Altered moral dispositions about consumption influence how the negative environmental effects of consumption might be addressed. Viewing consumption solely as a matter of individual choice, for example, would suggest an appropriate action to reduce environmental effects would be to change the conditions in which people make consumption decisions via such measures as education, fuel taxes, or more public transportation. When consumption is understood as a social phenomenon, change might involve addressing particular social relations and norms such as the link between consumption of electronic commodities and marketing focused on disposability and fashion.
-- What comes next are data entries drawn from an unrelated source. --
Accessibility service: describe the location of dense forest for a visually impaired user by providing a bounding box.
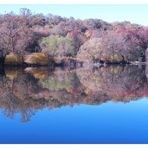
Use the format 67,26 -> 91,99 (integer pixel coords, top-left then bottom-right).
0,8 -> 148,65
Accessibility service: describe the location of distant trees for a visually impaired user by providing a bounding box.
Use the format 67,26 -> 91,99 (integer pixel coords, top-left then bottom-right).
0,8 -> 148,62
39,35 -> 76,56
77,28 -> 145,63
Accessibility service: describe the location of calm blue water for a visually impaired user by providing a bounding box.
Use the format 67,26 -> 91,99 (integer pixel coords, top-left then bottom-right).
0,65 -> 148,144
0,98 -> 148,143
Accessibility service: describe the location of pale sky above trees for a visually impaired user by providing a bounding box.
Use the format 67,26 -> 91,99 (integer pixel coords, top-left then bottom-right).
0,4 -> 148,26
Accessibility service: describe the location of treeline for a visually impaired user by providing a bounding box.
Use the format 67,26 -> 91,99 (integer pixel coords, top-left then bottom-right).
0,8 -> 148,63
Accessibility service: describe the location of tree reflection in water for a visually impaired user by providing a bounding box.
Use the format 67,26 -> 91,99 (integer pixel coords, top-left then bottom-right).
0,65 -> 148,122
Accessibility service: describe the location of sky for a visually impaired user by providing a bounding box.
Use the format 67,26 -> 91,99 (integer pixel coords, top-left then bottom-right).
0,4 -> 148,26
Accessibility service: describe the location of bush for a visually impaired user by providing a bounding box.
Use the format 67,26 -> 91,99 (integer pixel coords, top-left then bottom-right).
5,53 -> 23,65
39,35 -> 76,56
24,53 -> 49,65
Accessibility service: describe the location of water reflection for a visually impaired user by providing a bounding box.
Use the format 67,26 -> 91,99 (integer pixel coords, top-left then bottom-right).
0,65 -> 148,122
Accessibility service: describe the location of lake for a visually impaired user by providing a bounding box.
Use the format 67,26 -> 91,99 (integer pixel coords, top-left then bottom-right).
0,65 -> 148,144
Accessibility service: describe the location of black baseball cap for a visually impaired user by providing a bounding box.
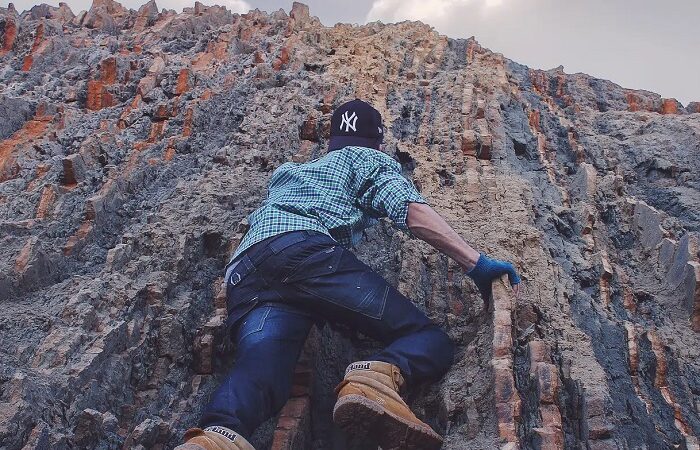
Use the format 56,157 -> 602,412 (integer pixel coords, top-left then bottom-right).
328,99 -> 384,151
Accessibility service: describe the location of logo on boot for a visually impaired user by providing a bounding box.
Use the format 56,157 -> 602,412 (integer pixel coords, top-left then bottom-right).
204,427 -> 238,442
345,361 -> 370,375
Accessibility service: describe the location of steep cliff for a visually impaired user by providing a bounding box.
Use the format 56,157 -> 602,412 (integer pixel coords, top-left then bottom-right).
0,0 -> 700,450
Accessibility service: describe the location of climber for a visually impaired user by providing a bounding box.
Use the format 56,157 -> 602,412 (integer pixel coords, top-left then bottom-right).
177,100 -> 520,450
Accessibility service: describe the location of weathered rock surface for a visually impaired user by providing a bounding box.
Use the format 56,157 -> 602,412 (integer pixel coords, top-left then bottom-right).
0,0 -> 700,449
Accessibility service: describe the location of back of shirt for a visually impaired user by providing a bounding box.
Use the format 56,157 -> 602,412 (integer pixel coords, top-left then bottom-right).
233,147 -> 425,258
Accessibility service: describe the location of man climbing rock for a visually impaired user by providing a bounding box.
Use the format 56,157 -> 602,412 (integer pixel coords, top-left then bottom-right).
178,100 -> 520,450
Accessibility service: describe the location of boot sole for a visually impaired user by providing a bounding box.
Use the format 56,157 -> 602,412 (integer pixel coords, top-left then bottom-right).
333,394 -> 442,450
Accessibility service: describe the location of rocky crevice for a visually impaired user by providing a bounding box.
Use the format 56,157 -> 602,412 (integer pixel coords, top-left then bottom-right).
0,0 -> 700,449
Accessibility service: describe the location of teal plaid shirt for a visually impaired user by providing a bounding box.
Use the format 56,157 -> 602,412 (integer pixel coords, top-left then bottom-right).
232,147 -> 426,259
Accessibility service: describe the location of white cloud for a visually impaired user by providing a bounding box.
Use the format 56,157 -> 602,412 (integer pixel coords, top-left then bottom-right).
217,0 -> 253,13
367,0 -> 504,25
163,0 -> 253,14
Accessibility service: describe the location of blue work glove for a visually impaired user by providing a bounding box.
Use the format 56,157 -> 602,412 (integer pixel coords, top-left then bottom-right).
466,253 -> 520,304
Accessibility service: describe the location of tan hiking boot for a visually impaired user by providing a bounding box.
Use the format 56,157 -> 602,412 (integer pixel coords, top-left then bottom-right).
175,427 -> 255,450
333,361 -> 442,450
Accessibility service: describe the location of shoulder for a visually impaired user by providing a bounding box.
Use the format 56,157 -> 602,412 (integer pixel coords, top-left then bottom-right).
340,147 -> 401,172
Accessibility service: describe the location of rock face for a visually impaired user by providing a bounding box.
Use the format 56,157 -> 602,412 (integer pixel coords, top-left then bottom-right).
0,0 -> 700,450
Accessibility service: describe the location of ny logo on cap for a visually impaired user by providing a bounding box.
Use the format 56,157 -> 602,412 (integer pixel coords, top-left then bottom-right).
340,111 -> 357,133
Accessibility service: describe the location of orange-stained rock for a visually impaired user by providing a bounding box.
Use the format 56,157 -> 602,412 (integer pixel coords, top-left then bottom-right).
15,238 -> 38,273
647,330 -> 668,388
0,16 -> 17,56
627,92 -> 640,112
535,363 -> 559,403
85,80 -> 114,111
527,339 -> 552,370
175,68 -> 190,95
299,116 -> 319,142
182,108 -> 194,137
34,184 -> 56,219
493,325 -> 513,358
532,427 -> 564,450
22,54 -> 34,72
272,46 -> 289,70
462,130 -> 479,156
100,56 -> 117,84
163,147 -> 175,161
659,98 -> 680,114
528,109 -> 542,131
476,134 -> 493,160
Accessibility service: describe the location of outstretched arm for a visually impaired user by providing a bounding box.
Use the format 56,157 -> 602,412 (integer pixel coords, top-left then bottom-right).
406,203 -> 481,271
406,203 -> 520,300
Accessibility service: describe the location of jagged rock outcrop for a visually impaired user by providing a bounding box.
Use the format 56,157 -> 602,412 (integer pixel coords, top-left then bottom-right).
0,0 -> 700,449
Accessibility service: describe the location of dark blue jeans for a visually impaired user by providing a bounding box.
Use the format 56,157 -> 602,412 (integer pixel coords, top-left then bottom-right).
200,231 -> 454,437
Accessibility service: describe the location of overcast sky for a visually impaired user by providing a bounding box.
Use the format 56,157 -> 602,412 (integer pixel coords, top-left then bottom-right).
6,0 -> 700,105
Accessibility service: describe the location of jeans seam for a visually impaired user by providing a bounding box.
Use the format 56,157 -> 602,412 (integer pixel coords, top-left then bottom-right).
238,306 -> 272,342
296,286 -> 386,320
The recognition that sustainable consumption is a necessary component of sustainable development emerged from the United Nations Conference on Environment and Development and the publication of Agenda 21. Sustainable consumption does not necessarily mean the reduction of consumption, but involves changing patterns of consuming goods and services so as to minimize the use of natural resources, toxic material, and emissions of waste and pollutants. Individual governments have facilitated sustainable consumption through their legislation and policy, as well as international treaties such as the Kyoto Protocol and the Basal Convention on Hazardous Wastes. Nongovernmental organizations have also had a significant role in promoting more sustainable patterns of consumption, including the United Nations Environment Program and its Commission on Sustainable Development, and the Environment Directorate of the Organization for Economic Co-operation and Development. Yet institutional action and reform is only part of reducing environmental impacts of consumption. Questions about the sustainability of consumption cannot be separated from politics and economics, nor from how consumption is practiced, experienced, understood, and manifested by individuals in particular social and environmental contexts.

Bibliography:

  1. Peter Corrigan, The Sociology of Consumption (Sage, 1997);
  2. John De Graaf, David Wann and Thomas H Naylor, Affluenza: The All-Consuming Epidemic (Berret-Koehler, 2005);
  3. Jon Goss, “Consumption,” in P. Cloke, P. Crang and Goodwin (Eds.), Introducing Human Geographies (Arnold, 1999);
  4. Kirsty Hobson, “Consumption, Environmental Sustainability and Human Geography in Australia: A Missing Research Agenda?” Australian Geographical Studies (v41, 2003);
  5. Martyn Lee, Consumer Culture Reborn: The Cultural Politics of Consumption (Routledge, 1993), David E. Lorey, ed., Global Environmental Challenges of the Twenty-First Century. Resources, Consumption and Sustainable Solutions (SR books, 2003);
  6. Juliana Mansvelt, Geographies of Consumption (Sage, 2005);
  7. Steven Miles, Consumerism as a Way of Life (Sage, 1998);
  8. Norberg-Hodge, “We Are All Losers in the Global Casino: The March of the Monoculture,” The Ecologist (v.29, 1999);
  9. OECD, Towards Sustainable Household Consumption? (OECD, 2002);
  10. Michael Redclift, Wasted: Counting the Costs of Global Consumption (Earthscan, 1996);
  11. Ritzer, The McDonaldization of Society: An Investigation Into the Changing Character of Contemporary Social Life (Pine Forge Press, 1993);
  12. Frank Trentmann, “Beyond Consumerism: New Historical Perspectives on Consumption,” Journal of Contemporary History (v.39, 2004);
  13. Richard Wilk, “Consumption, Human Needs, and Global Environmental Change,” Global Environmental Change (v.12,2002).